What about the objection that we cannot know which institutions will have the best long-term consequences? Both theory and practice have taught us enough about private property, market prices, and government failure to justify our confidence that classical liberal institutions produce better results than the alternatives. Even Hayek, a thinker who worried about the limits of our knowledge as much as anyone, had little doubt that liberal capitalism outperforms socialism. Indeed, one of the big takeaways from the work of people like Hayek, Milton Friedman, James Buchanan, and Deirdre McCloskey is that we ought to embrace markets precisely because they make us better off. And I'll note that Kuznicki himself agrees that economic and political freedom makes us happier, healthier, and wealthier.

The consequentialist case for liberty isn't perfect. But perfection isn't on the table. So we should go for the least imperfect moral theory—and that's consequentialism.

Reply: Kuznicki to Freiman

Theories of ethics all share one goal: to supply logical arguments about right and wrong in support of conclusions that, in the absence of argument, ordinary human beings would still find intuitively obvious. One hopes the arguments we supply help us to refine our intuitions and perhaps to extend our understanding of right and wrong action into new areas.

That's a big project. It faces many challenges, including that ordinary human beings disagree about what's intuitively obvious. It should not surprise anyone, then, that even the most promising lines of argument still contain loose ends and unresolved conundrums. Consequentialism and deontology are similarly situated in this regard; neither ties everything up neatly in the way of a geometric proof. As Aristotle wrote, we should not expect of this subject more precision than it will bear.

As I see it, the advantage of deontology, which at least sets it above consequentialism, is that deontology harmonizes much more closely with our existing, pervasive, and seemingly immovable intuitions. It does not attempt to make ethics look like a branch of political economy.
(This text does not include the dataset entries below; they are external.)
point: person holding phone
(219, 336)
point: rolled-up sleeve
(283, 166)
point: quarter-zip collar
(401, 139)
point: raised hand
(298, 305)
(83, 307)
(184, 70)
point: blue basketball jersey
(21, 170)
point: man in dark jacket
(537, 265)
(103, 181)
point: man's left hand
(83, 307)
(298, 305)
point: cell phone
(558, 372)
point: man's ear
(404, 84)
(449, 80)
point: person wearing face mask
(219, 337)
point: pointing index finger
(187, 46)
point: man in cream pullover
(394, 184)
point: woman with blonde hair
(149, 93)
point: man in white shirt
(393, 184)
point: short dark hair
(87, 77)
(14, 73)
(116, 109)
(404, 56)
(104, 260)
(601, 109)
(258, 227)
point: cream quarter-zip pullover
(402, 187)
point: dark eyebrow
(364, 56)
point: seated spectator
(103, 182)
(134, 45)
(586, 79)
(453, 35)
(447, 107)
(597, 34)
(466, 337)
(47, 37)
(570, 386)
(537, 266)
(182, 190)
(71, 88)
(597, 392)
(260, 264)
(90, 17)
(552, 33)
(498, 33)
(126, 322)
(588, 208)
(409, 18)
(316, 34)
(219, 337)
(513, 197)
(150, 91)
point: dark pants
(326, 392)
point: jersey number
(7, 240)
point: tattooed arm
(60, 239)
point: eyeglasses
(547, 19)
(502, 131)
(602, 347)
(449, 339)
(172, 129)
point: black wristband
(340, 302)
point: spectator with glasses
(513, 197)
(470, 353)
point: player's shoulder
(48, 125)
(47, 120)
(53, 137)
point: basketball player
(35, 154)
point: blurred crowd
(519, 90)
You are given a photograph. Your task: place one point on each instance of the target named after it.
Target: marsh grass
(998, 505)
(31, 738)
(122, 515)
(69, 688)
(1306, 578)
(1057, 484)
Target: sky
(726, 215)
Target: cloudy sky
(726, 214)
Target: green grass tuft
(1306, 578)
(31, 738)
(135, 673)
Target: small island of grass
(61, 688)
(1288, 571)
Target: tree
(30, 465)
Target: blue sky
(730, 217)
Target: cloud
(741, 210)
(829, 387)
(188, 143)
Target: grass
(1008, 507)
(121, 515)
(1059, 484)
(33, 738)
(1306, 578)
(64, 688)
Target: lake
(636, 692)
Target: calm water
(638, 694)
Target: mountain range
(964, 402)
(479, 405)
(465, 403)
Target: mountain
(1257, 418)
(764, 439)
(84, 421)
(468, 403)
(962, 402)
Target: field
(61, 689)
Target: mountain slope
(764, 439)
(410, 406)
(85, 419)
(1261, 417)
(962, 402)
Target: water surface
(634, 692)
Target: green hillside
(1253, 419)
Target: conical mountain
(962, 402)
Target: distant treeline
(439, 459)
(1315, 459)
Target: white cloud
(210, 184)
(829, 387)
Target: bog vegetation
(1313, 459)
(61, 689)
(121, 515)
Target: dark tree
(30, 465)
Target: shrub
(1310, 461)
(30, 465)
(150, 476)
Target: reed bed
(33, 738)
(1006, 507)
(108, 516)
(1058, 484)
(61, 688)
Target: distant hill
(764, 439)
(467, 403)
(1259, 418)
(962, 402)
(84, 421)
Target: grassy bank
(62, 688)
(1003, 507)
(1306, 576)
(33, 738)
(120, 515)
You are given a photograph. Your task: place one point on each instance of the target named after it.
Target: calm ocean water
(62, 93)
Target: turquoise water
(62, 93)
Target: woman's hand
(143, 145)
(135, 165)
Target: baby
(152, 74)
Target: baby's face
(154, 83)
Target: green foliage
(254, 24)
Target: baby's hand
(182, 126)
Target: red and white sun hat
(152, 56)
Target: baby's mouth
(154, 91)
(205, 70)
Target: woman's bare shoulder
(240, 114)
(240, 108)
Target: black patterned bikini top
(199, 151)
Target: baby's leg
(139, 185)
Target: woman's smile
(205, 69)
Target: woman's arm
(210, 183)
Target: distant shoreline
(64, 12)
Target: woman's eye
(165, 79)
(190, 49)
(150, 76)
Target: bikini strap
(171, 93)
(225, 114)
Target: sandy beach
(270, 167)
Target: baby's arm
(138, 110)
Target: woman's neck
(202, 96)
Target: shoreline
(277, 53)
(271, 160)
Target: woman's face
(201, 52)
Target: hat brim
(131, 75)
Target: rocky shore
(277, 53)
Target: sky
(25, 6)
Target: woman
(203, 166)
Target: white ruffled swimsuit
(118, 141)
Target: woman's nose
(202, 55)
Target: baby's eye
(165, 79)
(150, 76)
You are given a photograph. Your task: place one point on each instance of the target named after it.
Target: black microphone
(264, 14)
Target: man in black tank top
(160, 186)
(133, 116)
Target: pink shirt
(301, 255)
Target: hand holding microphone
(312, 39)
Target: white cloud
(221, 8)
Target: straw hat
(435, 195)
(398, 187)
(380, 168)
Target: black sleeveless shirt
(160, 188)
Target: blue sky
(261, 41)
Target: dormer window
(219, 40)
"If I'm often unsure about how to maximize my own utility, how can I do the same for an entire society?"

Deontology starts, I would say, with something much like the Golden Rule, an ethical maxim that is by no means unique to the Judeo-Christian world. It has been discovered or rediscovered on many occasions in a wide variety of traditions, including Hinduism, Buddhism, Zoroastrianism, and those of the Yoruba and Igbo peoples of Africa. This gives great credence to deontology as a field of inquiry. It suggests that this is not just a thing invented by a particular culture. It's a gateway to ethical reasoning that is potentially accessible to all.

Theoretical deontologists may be as abstruse and technical as they please, or not. What matters is that people, to make use of it, aren't required to think about ethics in any terribly surprising, new, or counterintuitive way. They don't need to begin with complicated math about inscrutable emotions—which, if we're being honest, few people ever really attempt—and then work backward. An individual wishing to be a good person may begin instead with the Golden Rule, and with what this simple but powerful statement would do for us if we were to incorporate it more and more fully into our behavior.

It may seem like a surrender to insist on the importance of a widely shared intuition in place of a scientistic system. But that system asks too much of most people, myself certainly included, in the way of computations. Deontology begins with the idea that the foundations of ethics must be universal, spanning all cultures and time periods, and accessible to all people, educated or not. No other sort of foundation seems fit to help shape individual actions in a responsible and publicly defensible manner.